An Audience Is Not Customers (Be Honest About It)
Here is the uncomfortable truth most audience-building advice skips: an audience is attention, not revenue. Followers who like your posts, readers who enjoy your content, and waitlist signups who clicked a button have all said yes to something free. None of them have said yes to paying. Conflating the two is how founders with ten thousand followers launch to four sales and are blindsided.
Attention and willingness to pay are different signals and must be tested separately. The only way to know if your audience contains customers is to ask for money: pre-sell, take a deposit, sell a founding-customer plan, or run a fake-door test that requires a real commitment. A free signup measures interest. A payment measures demand. Build the audience for reach, but never let it substitute for proof that people will actually pay.

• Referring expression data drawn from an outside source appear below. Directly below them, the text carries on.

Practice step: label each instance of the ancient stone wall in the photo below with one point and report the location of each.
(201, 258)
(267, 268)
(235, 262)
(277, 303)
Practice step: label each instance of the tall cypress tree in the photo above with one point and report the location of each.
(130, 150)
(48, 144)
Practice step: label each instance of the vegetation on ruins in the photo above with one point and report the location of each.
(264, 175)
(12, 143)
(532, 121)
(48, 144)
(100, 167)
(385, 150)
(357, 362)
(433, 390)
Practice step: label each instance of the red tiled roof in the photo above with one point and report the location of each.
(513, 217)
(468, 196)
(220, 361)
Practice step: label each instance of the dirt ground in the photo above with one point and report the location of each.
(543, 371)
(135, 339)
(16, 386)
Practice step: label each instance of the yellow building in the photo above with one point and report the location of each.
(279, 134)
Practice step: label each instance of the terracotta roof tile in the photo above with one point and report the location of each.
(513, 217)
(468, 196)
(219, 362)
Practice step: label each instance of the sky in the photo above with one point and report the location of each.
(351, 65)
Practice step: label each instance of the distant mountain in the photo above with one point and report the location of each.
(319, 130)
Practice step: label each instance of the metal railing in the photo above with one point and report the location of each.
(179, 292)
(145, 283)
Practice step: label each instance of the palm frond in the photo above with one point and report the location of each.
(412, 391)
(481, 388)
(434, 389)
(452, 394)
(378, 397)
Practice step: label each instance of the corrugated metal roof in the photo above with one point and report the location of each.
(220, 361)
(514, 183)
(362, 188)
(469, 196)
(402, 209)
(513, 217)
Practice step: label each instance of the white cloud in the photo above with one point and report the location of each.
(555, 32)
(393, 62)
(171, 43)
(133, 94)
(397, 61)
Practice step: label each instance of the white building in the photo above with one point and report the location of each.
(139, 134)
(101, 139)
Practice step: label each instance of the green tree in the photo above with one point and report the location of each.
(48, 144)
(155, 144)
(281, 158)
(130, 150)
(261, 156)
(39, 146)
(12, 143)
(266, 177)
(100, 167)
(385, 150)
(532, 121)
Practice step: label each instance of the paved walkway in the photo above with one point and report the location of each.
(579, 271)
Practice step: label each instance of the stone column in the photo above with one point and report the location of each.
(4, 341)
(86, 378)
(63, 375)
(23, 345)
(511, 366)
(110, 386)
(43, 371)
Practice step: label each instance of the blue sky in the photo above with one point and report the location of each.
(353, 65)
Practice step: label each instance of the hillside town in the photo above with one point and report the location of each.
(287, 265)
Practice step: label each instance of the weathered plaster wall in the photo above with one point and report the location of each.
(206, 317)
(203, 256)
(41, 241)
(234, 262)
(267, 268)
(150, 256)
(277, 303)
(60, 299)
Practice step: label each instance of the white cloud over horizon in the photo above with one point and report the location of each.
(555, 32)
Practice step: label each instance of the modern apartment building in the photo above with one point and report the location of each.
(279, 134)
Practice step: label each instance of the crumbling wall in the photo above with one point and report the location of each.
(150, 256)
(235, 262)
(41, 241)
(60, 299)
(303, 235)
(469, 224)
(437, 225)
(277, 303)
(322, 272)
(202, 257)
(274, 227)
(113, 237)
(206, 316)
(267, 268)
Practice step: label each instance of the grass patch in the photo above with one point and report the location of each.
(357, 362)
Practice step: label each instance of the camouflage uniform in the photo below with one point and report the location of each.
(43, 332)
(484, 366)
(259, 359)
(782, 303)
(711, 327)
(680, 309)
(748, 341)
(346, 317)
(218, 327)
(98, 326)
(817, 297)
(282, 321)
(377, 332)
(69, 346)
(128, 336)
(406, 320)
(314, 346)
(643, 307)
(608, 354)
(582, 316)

Build the two together, not one then the other. As you grow the audience, run small paid commitments alongside it so you learn the conversion rate from attention to revenue early. If a warm, engaged audience still will not pay, that is a critical signal about the product or the problem, and it is far cheaper to learn before launch than after. Olune's build-or-kill philosophy applies here: an audience is a great asset, but it is not a substitute for validating that someone will pay.
- A follow, a read, and a waitlist signup are all 'yes' to something free.
- Test willingness to pay separately: pre-sell, take deposits, or sell founding spots.
- Build audience and paid validation together so you learn the real conversion rate early.